Earlier this month, temperatures in Antarctica appeared to reach a record-breaking 64.9 degrees Fahrenheit, matching the temperature in Los Angeles that day. New images released by NASA show the dramatic ice melt caused by the heat wave, a phenomenon that is becoming more and more common in the peninsula.
NASA's Earth Observatory released two new images Friday by the Operational Land Imager on Landsat 8 that show the difference on the Eagle Island ice cap between February 4 and February 13.
The before-and-after snapshots show a dramatic decrease in ice and snow along the northern tip of the Antarctic peninsula. In the later shot, a large portion of the ground is visible, as are bright blue melted ponds in the center of the island.
Eagle Island is only about 25 miles from Argentina's Esperanza research base, which recorded the potentially record-high temperature on February 6. According to NASA climate models, the island experienced peak melt — about 1 inch — on that same day, leading to a loss of 4 inches total in a one-week period.
Eagle Island lost around 20 percent of seasonal snow accumulation in that single event, NASA said.
"I haven't seen melt ponds develop this quickly in Antarctica," Mauri Pelto, a glaciologist at Nichols College in Massachusetts, said in a NASA press release Friday. "You see these kinds of melt events in Alaska and Greenland, but not usually in Antarctica."
According to Pelto, this kind of rapid melting is caused by sustained temperatures significantly above freezing, an almost-unheard-of phenomenon in Antarctica until the 21st century that's become more common in recent years.
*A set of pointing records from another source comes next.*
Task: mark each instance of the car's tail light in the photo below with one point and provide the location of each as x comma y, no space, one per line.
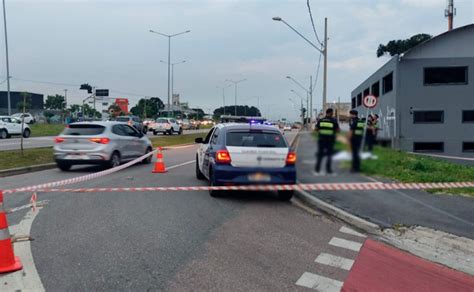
223,157
58,140
291,158
100,140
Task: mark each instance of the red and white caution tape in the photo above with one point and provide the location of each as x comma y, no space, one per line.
80,178
306,187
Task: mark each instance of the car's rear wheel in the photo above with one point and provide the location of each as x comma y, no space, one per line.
64,166
213,193
3,134
148,159
199,174
114,160
26,133
285,195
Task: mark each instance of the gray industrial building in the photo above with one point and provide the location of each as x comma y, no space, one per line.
426,96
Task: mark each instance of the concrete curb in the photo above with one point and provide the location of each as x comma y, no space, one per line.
26,169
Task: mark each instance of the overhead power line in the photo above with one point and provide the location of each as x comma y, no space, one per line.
312,22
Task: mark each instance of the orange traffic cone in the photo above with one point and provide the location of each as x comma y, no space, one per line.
8,261
159,164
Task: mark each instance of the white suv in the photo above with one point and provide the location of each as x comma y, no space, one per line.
166,126
12,126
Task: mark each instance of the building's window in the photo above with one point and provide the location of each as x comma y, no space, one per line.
424,117
376,89
359,99
445,75
428,147
366,92
468,146
468,116
387,83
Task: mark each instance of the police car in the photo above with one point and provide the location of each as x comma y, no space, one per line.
245,154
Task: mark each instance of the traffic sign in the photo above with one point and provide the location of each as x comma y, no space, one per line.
370,101
101,92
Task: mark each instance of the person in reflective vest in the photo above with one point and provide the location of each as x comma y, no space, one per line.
356,133
327,128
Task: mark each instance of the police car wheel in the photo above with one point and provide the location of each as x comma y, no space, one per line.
285,195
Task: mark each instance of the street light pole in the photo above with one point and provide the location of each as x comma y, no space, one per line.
7,62
235,85
169,61
323,51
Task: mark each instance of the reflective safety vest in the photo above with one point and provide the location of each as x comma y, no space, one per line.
327,128
359,131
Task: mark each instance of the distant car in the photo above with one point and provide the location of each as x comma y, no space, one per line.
166,126
28,118
102,143
10,126
244,154
133,121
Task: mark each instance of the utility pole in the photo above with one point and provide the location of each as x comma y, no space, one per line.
450,12
325,55
6,55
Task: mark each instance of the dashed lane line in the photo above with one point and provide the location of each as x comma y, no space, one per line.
335,261
350,231
344,243
319,283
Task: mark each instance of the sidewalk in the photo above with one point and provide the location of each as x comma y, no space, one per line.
452,214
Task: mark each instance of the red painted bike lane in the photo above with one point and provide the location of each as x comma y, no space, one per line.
380,267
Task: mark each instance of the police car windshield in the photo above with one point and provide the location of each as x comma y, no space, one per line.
255,139
83,130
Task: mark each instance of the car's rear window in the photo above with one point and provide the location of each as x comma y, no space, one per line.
122,119
255,139
83,130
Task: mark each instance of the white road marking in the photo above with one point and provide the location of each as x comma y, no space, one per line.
181,164
28,278
344,243
334,261
347,230
319,283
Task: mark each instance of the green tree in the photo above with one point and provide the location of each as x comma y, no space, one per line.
54,102
397,47
150,107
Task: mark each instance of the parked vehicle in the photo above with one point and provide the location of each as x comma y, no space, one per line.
28,118
102,143
244,154
10,126
133,121
166,126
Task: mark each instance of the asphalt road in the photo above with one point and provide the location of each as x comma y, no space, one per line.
40,142
171,241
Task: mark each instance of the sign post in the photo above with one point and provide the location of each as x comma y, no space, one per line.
370,101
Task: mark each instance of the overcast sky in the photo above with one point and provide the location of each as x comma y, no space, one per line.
108,44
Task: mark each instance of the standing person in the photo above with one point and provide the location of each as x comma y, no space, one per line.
327,129
355,137
370,135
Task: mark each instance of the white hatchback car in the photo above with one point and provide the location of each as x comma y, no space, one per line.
10,126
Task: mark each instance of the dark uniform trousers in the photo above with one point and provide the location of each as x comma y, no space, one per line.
325,148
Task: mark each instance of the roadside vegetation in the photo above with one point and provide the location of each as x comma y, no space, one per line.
38,130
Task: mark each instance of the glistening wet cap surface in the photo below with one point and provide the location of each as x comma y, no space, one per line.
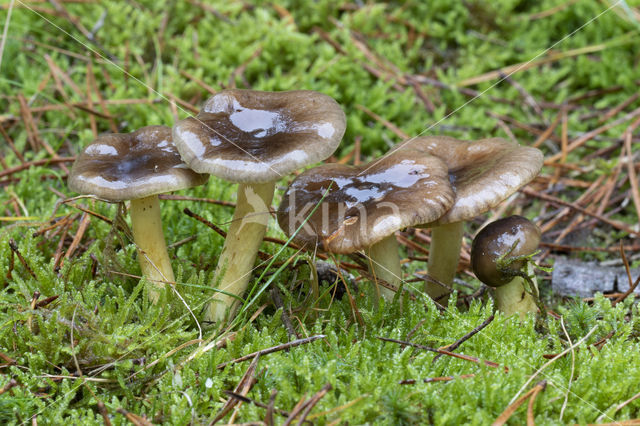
126,166
483,173
251,136
359,206
512,236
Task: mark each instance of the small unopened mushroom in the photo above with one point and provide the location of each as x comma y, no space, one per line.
483,173
254,138
343,209
137,166
500,259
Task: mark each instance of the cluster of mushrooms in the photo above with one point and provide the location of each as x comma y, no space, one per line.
256,138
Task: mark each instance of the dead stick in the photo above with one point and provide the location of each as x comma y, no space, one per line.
16,251
508,412
256,403
457,343
273,349
554,200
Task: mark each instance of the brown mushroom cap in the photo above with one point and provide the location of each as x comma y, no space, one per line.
248,136
483,173
362,205
497,239
127,166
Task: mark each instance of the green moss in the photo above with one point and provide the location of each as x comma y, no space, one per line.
117,334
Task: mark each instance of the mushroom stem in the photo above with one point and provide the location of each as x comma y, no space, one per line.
444,255
512,297
238,256
384,263
152,248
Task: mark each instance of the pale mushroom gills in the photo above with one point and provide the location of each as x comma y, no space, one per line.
254,138
361,207
483,173
137,166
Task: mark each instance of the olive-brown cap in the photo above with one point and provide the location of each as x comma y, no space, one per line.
359,206
483,172
511,237
127,166
249,136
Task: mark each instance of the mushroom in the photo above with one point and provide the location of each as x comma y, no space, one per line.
254,138
500,258
483,173
137,166
361,207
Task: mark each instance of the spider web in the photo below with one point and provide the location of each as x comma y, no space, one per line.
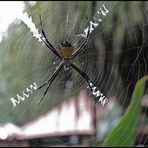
38,64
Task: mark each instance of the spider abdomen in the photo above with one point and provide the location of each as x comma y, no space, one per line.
67,51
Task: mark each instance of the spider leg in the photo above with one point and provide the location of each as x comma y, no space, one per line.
53,76
46,42
82,45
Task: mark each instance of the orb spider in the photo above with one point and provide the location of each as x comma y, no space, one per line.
66,53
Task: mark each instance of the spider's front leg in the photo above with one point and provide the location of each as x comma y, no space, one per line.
47,43
83,44
53,76
99,97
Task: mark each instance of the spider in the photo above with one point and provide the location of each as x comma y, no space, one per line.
66,53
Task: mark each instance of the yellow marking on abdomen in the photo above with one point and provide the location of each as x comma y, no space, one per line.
67,51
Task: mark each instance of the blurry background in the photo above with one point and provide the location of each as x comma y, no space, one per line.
115,57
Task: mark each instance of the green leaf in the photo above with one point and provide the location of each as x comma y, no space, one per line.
124,133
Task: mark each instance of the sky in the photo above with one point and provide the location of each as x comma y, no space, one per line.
9,11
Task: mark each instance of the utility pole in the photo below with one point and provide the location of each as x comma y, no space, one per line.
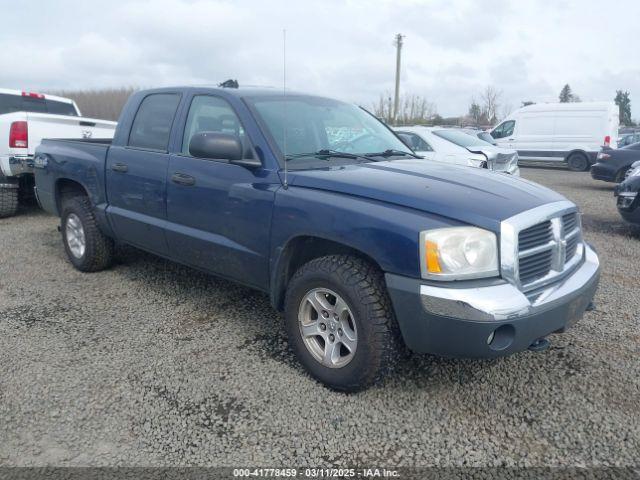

"If you think about this one event in February, it isn't that significant," said Pelto. "It's more significant that these events are coming more frequently."
The World Meteorological Organization is still working to verify the record temperature, but the agency called the Antarctic Peninsula one of the faster warming regions on Earth.
The heatwave was the culmination of several atypical weather patterns off the coast of South America. Warm temperatures built up due to a ridge of high pressure over Cape Horn, Chile. While warm air is typically kept out of the peninsula by strong winds, the westerlies were in a weakened state, allowing warm air to reach the ice sheet.
February's heat represents a worrying pattern: It was the third major melt event of this year's Antarctic summer, following warm spells in November and January.
Scientists also recently found warm water for the first time beneath a vital point of Antarctica's "doomsday glacier," a nickname for one of Antarctica's fastest melting glaciers. The collapse of the 74,000-square-mile Thwaites could release a mass of water roughly the size of Florida or Great Britain, raising sea levels by more than three feet.
On Elephant Island, just slightly north of the peninsula, chinstrap penguins have suffered a 60 percent decline because of the increasing temperatures, researchers found. WMO researchers have also discovered that the average temperature in Antarctica has increased by more than five degrees Fahrenheit over the last 50 years — a rate five times the global average.